“Eu sou um monstro que lambe tuas feridas” se apresenta o narrador. Corpo disforme e deforme, sempre sujo de poeira, saliva e cinzas. Presença onírica e real, que cospe nas categorias. Ser corpóreo que sua permanentemente tentando aniquilar a assepsia (plásticos, máscaras, chuveiro, sal, mar…). Distancia obrigatória, presença inevitável.
“Como escapar da violência, do trauma, dos abusos, de um país que, institucionalmente, nos quer mortos, mortas, mortes? Como escapar da necropolítica?” se pergunta. Como escapar de uma pandemia que nos deixou expostos a feridas e fraturas — ancestrais sim — mas que agora devem ser enfrentadas sem paraísos artificiais? Como sobreviver sem abraços, sem contato e na onipresença de um vírus?
A resposta é um convite: narrativas, colagens, vozes multifacéticas que partem de um uno que se quer coletivo. Nas letras paleólogas, inquietude é a gasolina de uma mágoa ancestral, mágoa materna feita de invisibilidade e cabelo queimado. Lástimas seculares contra instituições, catedrais e colégios. Condolências que, no entanto, escondem uma fagulha que só precisa de um leve sopro, um pequeno passo para uma nova ordem que impede o morrer. O futuro é de sobrevivência.

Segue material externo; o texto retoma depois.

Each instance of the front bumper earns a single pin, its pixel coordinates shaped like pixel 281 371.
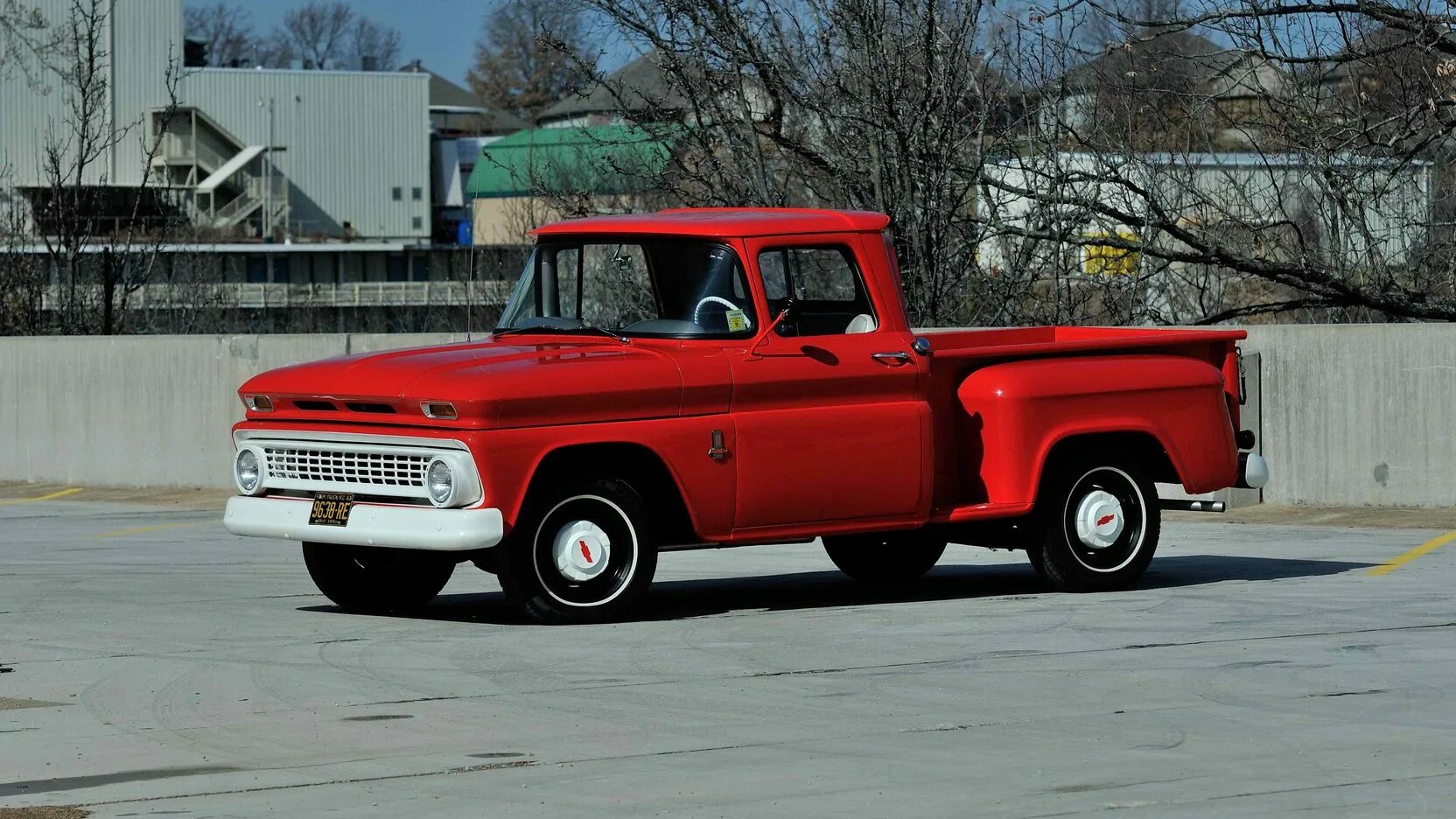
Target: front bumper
pixel 390 527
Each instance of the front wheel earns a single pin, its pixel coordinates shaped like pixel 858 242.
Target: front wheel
pixel 887 558
pixel 584 554
pixel 376 580
pixel 1102 523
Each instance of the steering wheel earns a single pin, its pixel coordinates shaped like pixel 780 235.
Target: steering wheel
pixel 718 300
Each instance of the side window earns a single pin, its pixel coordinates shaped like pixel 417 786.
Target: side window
pixel 826 284
pixel 775 278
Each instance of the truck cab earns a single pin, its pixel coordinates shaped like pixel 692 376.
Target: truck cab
pixel 728 376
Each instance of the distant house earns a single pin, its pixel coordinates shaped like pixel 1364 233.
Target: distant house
pixel 458 129
pixel 537 175
pixel 1168 91
pixel 635 92
pixel 1354 212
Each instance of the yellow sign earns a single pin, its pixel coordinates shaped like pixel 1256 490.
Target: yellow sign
pixel 1111 260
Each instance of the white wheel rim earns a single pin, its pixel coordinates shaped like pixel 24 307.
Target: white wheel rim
pixel 1100 519
pixel 581 551
pixel 631 554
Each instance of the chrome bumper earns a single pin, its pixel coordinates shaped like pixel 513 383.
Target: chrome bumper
pixel 392 527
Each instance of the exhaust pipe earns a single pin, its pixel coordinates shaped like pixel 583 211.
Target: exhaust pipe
pixel 1190 505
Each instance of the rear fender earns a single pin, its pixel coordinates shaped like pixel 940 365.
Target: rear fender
pixel 1021 410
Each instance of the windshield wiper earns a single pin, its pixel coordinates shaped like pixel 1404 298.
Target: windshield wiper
pixel 607 332
pixel 501 331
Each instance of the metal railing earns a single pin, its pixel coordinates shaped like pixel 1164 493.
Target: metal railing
pixel 290 296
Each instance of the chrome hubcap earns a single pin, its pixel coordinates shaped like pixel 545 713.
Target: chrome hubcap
pixel 1100 519
pixel 581 551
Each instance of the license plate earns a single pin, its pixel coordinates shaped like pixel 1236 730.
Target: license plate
pixel 331 509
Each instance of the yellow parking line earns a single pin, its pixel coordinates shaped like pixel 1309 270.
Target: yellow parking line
pixel 1418 551
pixel 144 529
pixel 52 496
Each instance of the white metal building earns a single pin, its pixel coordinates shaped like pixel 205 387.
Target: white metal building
pixel 302 155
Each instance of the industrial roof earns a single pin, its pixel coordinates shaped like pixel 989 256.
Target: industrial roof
pixel 598 159
pixel 725 221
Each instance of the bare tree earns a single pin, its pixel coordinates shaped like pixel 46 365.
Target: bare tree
pixel 315 35
pixel 228 31
pixel 331 35
pixel 864 104
pixel 373 47
pixel 1250 159
pixel 78 207
pixel 25 39
pixel 1199 161
pixel 532 54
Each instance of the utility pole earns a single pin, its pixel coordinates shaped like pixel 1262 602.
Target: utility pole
pixel 269 172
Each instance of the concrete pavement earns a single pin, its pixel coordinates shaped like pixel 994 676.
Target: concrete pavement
pixel 164 666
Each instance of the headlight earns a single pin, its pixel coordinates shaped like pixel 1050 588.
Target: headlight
pixel 440 483
pixel 248 472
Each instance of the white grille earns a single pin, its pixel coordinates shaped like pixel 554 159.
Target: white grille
pixel 344 466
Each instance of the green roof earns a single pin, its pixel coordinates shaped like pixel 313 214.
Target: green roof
pixel 594 159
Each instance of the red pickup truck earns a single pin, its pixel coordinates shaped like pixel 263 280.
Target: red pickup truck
pixel 708 378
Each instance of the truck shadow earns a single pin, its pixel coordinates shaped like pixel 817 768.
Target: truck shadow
pixel 680 599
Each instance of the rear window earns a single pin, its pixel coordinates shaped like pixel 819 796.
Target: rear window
pixel 824 282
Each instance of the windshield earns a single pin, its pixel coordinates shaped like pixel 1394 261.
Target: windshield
pixel 666 287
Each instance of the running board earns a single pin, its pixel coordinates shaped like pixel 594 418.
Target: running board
pixel 1190 505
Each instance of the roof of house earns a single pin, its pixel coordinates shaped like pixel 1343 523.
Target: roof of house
pixel 598 159
pixel 638 87
pixel 724 221
pixel 444 94
pixel 1170 52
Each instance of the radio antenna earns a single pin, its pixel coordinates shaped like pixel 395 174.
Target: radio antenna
pixel 469 287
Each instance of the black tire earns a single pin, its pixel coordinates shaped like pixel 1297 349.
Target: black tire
pixel 886 558
pixel 539 566
pixel 376 580
pixel 1037 564
pixel 1116 505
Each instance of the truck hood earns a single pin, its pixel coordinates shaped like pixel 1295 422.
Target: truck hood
pixel 491 383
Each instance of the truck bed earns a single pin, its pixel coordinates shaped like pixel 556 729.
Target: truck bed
pixel 1030 341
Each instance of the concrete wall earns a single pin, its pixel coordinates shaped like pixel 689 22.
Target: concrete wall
pixel 1348 414
pixel 1359 414
pixel 142 411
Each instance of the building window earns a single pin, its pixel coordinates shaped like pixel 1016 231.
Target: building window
pixel 256 270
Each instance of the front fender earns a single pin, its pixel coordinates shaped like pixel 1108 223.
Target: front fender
pixel 1021 410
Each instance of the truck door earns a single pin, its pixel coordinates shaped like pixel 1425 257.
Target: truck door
pixel 827 414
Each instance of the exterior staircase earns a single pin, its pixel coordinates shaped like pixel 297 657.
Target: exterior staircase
pixel 221 183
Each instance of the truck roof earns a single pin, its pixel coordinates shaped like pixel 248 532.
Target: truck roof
pixel 725 221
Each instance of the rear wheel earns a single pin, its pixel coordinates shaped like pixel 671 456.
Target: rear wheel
pixel 584 554
pixel 376 580
pixel 1101 525
pixel 886 558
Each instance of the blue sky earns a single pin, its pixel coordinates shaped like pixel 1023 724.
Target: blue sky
pixel 440 32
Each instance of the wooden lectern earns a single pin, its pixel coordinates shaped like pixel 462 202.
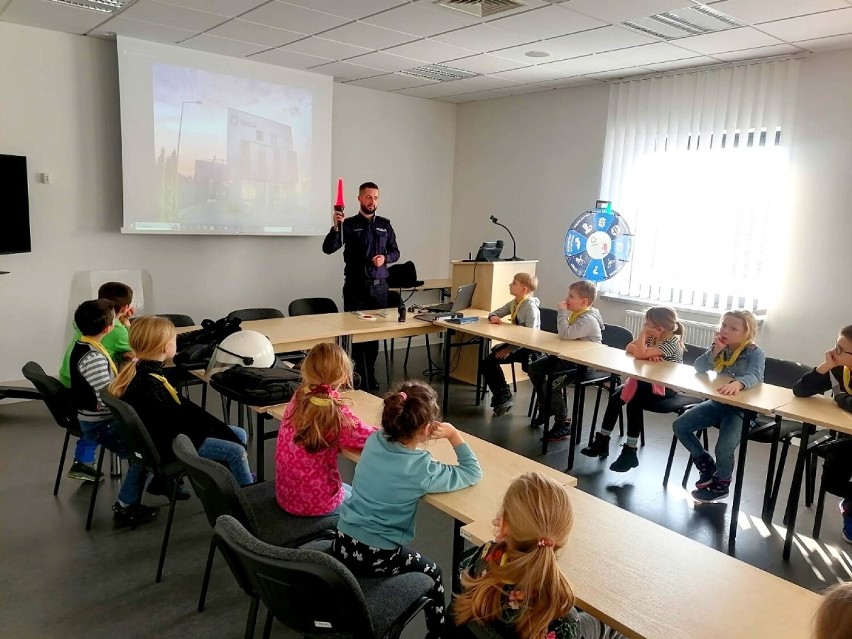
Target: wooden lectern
pixel 492 291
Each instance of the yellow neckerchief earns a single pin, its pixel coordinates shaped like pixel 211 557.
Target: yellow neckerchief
pixel 720 362
pixel 100 348
pixel 318 401
pixel 515 306
pixel 168 386
pixel 576 315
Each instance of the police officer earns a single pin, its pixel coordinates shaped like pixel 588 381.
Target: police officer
pixel 369 245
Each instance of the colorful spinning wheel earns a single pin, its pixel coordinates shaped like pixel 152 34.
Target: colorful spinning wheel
pixel 598 244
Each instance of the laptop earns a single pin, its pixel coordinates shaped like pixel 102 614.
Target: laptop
pixel 464 297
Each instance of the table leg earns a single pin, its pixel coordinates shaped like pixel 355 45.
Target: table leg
pixel 447 347
pixel 748 416
pixel 795 492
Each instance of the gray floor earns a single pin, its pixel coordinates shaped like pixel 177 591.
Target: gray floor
pixel 59 581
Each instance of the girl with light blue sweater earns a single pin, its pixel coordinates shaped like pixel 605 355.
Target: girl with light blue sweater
pixel 394 472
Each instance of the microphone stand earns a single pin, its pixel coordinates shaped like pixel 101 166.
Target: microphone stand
pixel 514 257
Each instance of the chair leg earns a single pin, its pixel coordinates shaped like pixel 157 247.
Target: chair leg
pixel 251 620
pixel 670 461
pixel 820 505
pixel 267 627
pixel 208 568
pixel 61 463
pixel 95 490
pixel 165 545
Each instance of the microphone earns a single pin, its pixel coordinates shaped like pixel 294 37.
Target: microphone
pixel 514 257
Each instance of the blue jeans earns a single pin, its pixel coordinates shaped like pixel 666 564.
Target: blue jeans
pixel 711 413
pixel 106 434
pixel 231 453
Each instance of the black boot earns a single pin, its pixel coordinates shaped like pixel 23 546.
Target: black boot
pixel 599 447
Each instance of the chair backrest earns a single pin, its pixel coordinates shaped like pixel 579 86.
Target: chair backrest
pixel 133 431
pixel 548 319
pixel 616 336
pixel 251 314
pixel 296 585
pixel 180 321
pixel 781 372
pixel 312 306
pixel 216 487
pixel 55 395
pixel 692 352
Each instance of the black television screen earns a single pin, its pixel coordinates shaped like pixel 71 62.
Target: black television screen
pixel 15 219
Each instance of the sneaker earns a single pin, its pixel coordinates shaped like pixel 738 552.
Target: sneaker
pixel 133 515
pixel 561 430
pixel 163 488
pixel 706 468
pixel 714 491
pixel 84 472
pixel 626 460
pixel 599 447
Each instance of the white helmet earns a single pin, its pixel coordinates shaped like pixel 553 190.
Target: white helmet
pixel 243 348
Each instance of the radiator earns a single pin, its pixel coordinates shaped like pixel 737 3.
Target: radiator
pixel 698 333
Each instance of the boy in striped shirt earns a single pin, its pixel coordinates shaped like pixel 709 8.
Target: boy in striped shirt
pixel 91 370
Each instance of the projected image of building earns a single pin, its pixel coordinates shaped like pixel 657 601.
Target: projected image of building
pixel 262 167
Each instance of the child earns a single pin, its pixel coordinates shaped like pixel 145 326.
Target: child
pixel 834 374
pixel 142 385
pixel 91 369
pixel 833 619
pixel 514 583
pixel 523 311
pixel 315 426
pixel 734 354
pixel 394 472
pixel 117 347
pixel 661 339
pixel 576 320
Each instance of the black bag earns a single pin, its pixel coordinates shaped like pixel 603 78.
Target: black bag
pixel 256 386
pixel 195 348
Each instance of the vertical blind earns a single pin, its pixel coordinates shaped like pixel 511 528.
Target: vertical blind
pixel 697 163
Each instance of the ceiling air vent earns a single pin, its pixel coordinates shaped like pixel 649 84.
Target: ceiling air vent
pixel 102 6
pixel 681 23
pixel 438 72
pixel 481 8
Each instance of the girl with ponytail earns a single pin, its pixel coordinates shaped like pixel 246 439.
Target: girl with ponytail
pixel 316 425
pixel 513 584
pixel 143 385
pixel 660 340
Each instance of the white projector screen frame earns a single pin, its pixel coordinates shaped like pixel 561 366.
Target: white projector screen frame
pixel 221 145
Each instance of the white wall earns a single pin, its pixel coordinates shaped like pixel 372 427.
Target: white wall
pixel 60 108
pixel 534 161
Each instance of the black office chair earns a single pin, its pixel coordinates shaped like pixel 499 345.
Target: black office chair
pixel 142 447
pixel 251 314
pixel 57 398
pixel 767 430
pixel 254 506
pixel 298 586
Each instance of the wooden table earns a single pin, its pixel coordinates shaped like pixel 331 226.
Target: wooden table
pixel 649 582
pixel 818 410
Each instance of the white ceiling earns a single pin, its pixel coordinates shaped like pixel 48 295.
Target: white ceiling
pixel 370 42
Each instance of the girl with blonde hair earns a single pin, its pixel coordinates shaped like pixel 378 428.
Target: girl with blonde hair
pixel 143 385
pixel 513 585
pixel 660 340
pixel 734 354
pixel 316 425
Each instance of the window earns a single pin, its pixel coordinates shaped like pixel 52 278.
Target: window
pixel 697 165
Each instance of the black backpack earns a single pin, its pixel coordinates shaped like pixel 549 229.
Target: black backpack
pixel 195 348
pixel 256 386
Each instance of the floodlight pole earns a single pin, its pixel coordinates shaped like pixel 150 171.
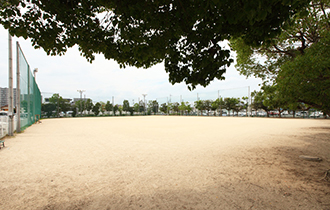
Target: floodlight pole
pixel 81 91
pixel 18 91
pixel 11 92
pixel 144 98
pixel 249 102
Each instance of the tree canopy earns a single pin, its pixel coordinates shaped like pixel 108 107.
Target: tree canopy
pixel 294 65
pixel 185 34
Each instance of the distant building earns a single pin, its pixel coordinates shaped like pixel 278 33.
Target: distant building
pixel 4 100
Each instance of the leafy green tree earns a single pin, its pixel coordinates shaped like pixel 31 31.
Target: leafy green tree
pixel 199 105
pixel 48 109
pixel 96 109
pixel 153 106
pixel 274 99
pixel 258 101
pixel 218 104
pixel 108 106
pixel 136 107
pixel 88 105
pixel 175 107
pixel 231 104
pixel 306 79
pixel 80 104
pixel 207 105
pixel 126 105
pixel 115 109
pixel 60 103
pixel 163 108
pixel 303 30
pixel 185 107
pixel 102 108
pixel 186 35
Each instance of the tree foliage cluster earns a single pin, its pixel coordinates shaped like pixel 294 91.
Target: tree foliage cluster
pixel 295 64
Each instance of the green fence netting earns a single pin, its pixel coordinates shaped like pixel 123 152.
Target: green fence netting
pixel 30 96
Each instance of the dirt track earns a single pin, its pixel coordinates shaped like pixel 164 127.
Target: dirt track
pixel 167 163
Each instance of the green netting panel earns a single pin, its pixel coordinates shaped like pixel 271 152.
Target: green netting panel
pixel 30 97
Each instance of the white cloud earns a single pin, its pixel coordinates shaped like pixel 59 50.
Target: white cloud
pixel 103 78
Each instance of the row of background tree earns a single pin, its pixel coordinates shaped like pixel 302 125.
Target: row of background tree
pixel 265 99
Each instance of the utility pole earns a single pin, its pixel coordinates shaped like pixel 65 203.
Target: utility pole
pixel 11 92
pixel 81 91
pixel 144 98
pixel 58 105
pixel 167 105
pixel 249 102
pixel 113 105
pixel 197 102
pixel 18 91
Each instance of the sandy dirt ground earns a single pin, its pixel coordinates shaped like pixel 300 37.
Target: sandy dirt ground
pixel 167 163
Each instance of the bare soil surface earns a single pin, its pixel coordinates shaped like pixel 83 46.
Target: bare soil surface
pixel 166 162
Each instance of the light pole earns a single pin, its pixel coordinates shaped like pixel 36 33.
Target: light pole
pixel 144 98
pixel 81 91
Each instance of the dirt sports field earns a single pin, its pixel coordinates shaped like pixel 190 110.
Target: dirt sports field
pixel 167 163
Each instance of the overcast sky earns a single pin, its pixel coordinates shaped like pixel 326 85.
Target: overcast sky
pixel 103 78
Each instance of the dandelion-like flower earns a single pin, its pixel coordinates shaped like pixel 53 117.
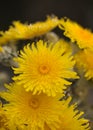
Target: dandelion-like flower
pixel 24 31
pixel 44 68
pixel 31 112
pixel 40 112
pixel 84 62
pixel 83 37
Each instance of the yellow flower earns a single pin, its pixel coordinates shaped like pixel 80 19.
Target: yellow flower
pixel 25 31
pixel 1 49
pixel 31 112
pixel 84 61
pixel 3 119
pixel 40 112
pixel 83 37
pixel 44 68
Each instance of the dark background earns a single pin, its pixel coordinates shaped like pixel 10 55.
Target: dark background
pixel 80 11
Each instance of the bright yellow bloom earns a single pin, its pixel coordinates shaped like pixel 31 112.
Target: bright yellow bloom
pixel 83 37
pixel 84 61
pixel 43 68
pixel 25 31
pixel 29 111
pixel 40 112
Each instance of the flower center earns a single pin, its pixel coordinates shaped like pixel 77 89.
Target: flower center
pixel 44 69
pixel 34 103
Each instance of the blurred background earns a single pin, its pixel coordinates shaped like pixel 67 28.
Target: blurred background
pixel 32 11
pixel 35 10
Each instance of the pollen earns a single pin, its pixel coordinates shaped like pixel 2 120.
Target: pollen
pixel 44 69
pixel 34 103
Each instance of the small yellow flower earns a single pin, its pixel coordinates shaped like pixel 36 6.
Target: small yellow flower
pixel 44 68
pixel 31 112
pixel 71 119
pixel 24 31
pixel 1 49
pixel 84 61
pixel 83 37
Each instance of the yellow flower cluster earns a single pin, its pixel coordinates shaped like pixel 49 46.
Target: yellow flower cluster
pixel 28 31
pixel 43 74
pixel 84 39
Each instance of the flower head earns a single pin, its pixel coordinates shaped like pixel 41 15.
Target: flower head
pixel 40 112
pixel 83 37
pixel 84 61
pixel 24 31
pixel 29 111
pixel 44 68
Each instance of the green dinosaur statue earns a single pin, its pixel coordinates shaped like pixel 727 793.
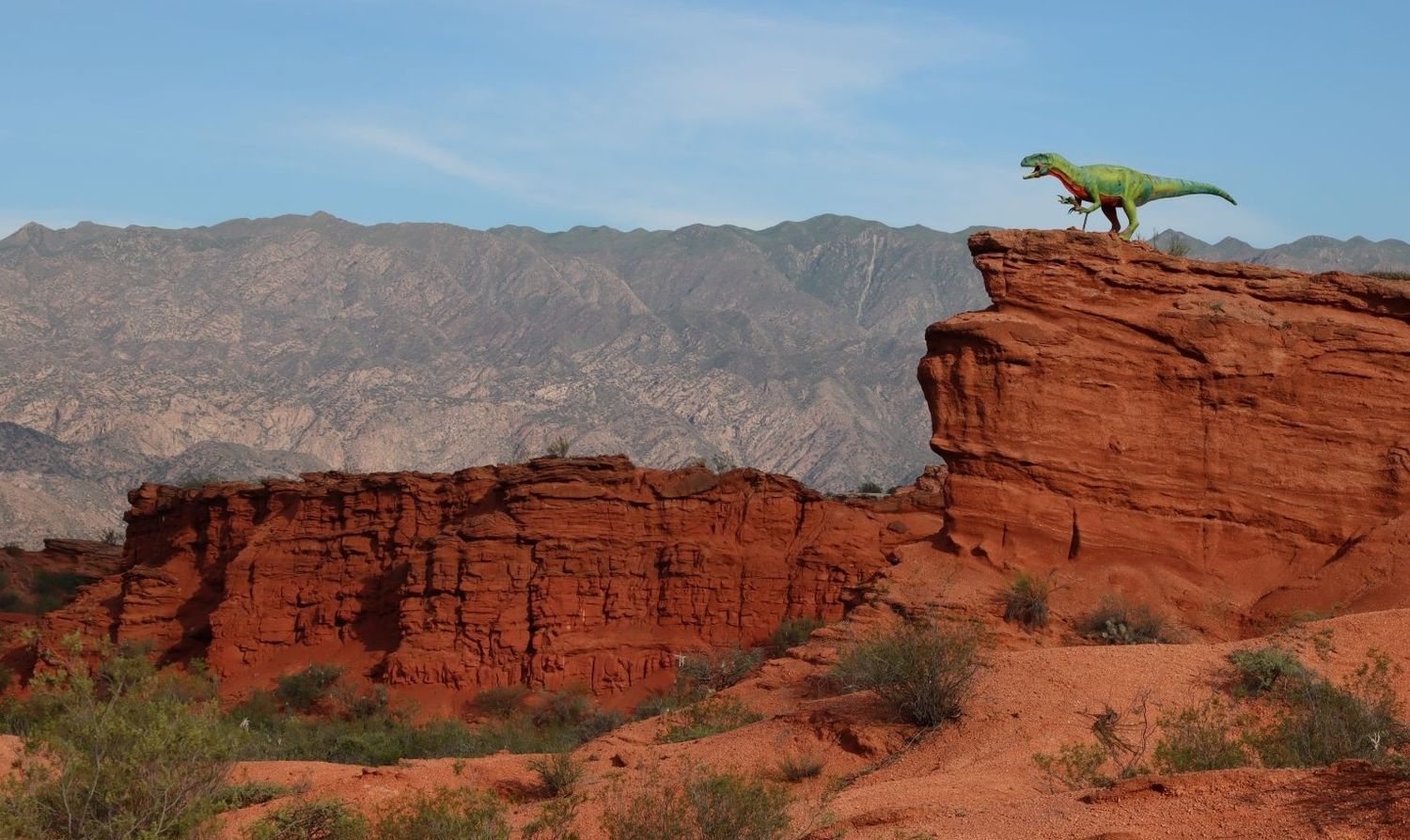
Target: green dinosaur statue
pixel 1110 186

Há o desejo de romper um mundo em ruínas que se materializa em outros destroços: as regras de léxico, de gênero, de forma… Pós-pós-moderno o texto aceita o apocalipse em vida, inferno cada vez mais evidente, desnudado pandemicamente dia após dia. O livro denuncia anos de abuso, anos de ser bicha enfrentando a pseudo-homens. Anos de resistência, de espelhos embaçados, de diálogos monologais, “fumando pra não enlouquecer”.
Páginas e páginas de uma literatura que não consola e talvez por isso mesmo acalante — não há espaço para paternalismo. Não há país, não há pai, talvez só uma velha mãe que abraça enquanto mete o dedo na ferida. Linhas e linhas de caos tempo-espacial coletivo, impasse de sistema virologicamente conectado. Como sair daqui, meu amor? A velha mãe prepara o dedo, oferece o colo e abre o livro. (This is no fucking bedtime story!).